J.M.Berger noted that the " simplified formulation avoided the alienating and stigmatized imagery of neo-Nazism and the elaborate Biblical convolutions of Christian Identity, allowing the highly factionalized white nationalist movement to coalesce around a theme on which they could all agree – an existential threat to the 'white race.'" Crudely written and wildly racist, "The Turner Diaries" helped inspire dozens of armed robberies and more than 200 murders in the decades since its publication. Turner catapulted to national prominence when it was revealed to be a key inspiration for Oklahoma City bombing conspirator Timothy McVeigh, who killed 168 people using a truck bomb strikingly similar to one described in detail in the book. Shaun King [New York Daily News, November 21, 2016] reported : “At an Alt-Right conference being held, of all places, in a federal building in Washington D.C., Spencer didn’t even attempt to hide his bigotry and anti-Semitism. Richard Spencer, who coined the term “alt-right” and is seen as one of its founders and public intellectuals, openly wore his Neo-Nazi heart on his sleeve. According to the NY Times, he railed against Jews and, with a smile, quoted Nazi propaganda in the original German. America, he said, belonged to white people, whom he called the “children of the sun,” a race of conquerors and creators who had been marginalized but now, in the era of President-elect Donald J. Trump, were “awakening to their own identity.”
Rob Kroes noted in 2017 that "... with a new president continuing the viciousness of his campaign rhetoric in his inauguration speech, using words like carnage to describe the havoc wreaked by the preceding administration, and – most ominously – what with a post-election Alt-Right meeting in a federal building in Washington D.C. shouting “Heil the People, Heil Victory,” the president is like a spearhead penetrating into the political system..."
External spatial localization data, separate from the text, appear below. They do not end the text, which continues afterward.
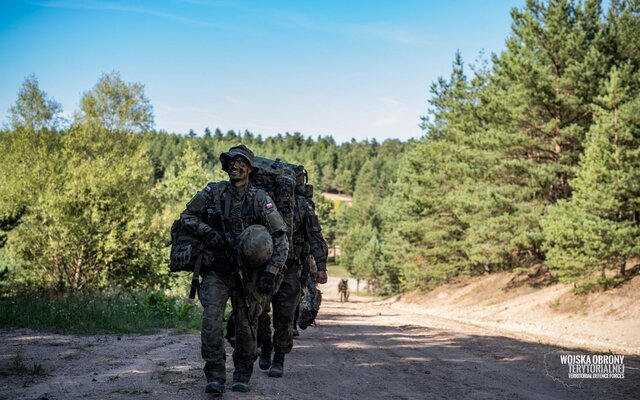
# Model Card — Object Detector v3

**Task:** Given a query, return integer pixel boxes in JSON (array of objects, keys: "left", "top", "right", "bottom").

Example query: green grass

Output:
[
  {"left": 0, "top": 290, "right": 202, "bottom": 334},
  {"left": 0, "top": 352, "right": 46, "bottom": 379}
]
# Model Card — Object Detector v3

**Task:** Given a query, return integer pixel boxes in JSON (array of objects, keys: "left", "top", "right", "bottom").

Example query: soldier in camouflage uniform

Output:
[
  {"left": 338, "top": 278, "right": 350, "bottom": 302},
  {"left": 257, "top": 192, "right": 328, "bottom": 378},
  {"left": 179, "top": 145, "right": 289, "bottom": 394}
]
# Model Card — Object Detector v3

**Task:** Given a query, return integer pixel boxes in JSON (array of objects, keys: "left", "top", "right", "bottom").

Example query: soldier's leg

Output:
[
  {"left": 230, "top": 287, "right": 265, "bottom": 385},
  {"left": 200, "top": 270, "right": 230, "bottom": 387},
  {"left": 225, "top": 309, "right": 236, "bottom": 348},
  {"left": 257, "top": 301, "right": 272, "bottom": 370},
  {"left": 293, "top": 300, "right": 301, "bottom": 337},
  {"left": 257, "top": 301, "right": 272, "bottom": 350},
  {"left": 269, "top": 268, "right": 301, "bottom": 377}
]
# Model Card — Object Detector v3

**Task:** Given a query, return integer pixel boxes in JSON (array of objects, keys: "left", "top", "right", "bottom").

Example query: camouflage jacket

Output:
[
  {"left": 290, "top": 195, "right": 328, "bottom": 272},
  {"left": 180, "top": 181, "right": 289, "bottom": 276}
]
Trump advisor Steve Bannon was the co-founder of the white nationalist, "alt-right” website, Breitbart News. Under his direction and approval, this site published blatantly bigoted rhetoric about women, Muslims, and other minorities. It was no wonder that white nationalist groups, such as the KKK, praised Bannon's extreme political statements.
Other members of Trump's senior staff had ties to white nationalist groups. Stephen Miller, who served as White House Senior Policy Advisor, was a well-known associate of white supremacist Richard Spencer, and had a long history of both denying systemic racism and promoting multicultural segregation.
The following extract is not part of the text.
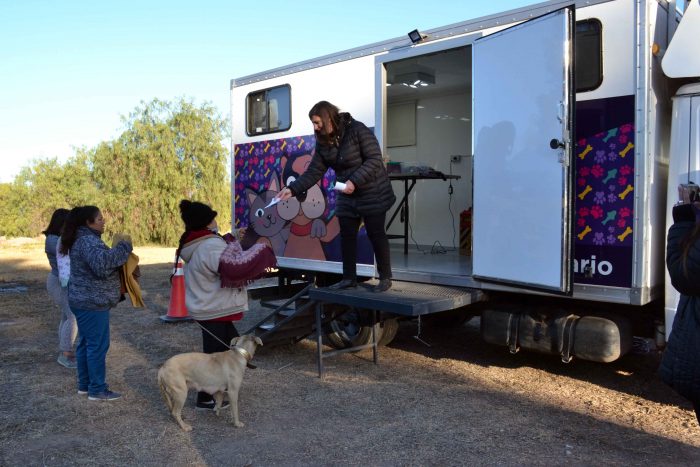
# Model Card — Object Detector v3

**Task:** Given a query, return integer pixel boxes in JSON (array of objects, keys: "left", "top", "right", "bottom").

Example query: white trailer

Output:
[{"left": 230, "top": 0, "right": 699, "bottom": 362}]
Sebastian Gorka, who served as Senior Counterterrorism Advisor in the Trump administration, had extensive ties to anti-Semitic hate groups, including the Vitez Order, a successor to the WWII-era Vitezi Rend, which the US State Department listed as “under the direction of the Nazi Government of Germany during World War II.” Gorka claimed that white supremacists did not pose a homeland security threat, signaling his total denial of the very real danger posed by the vitriolic ideology these groups espouse.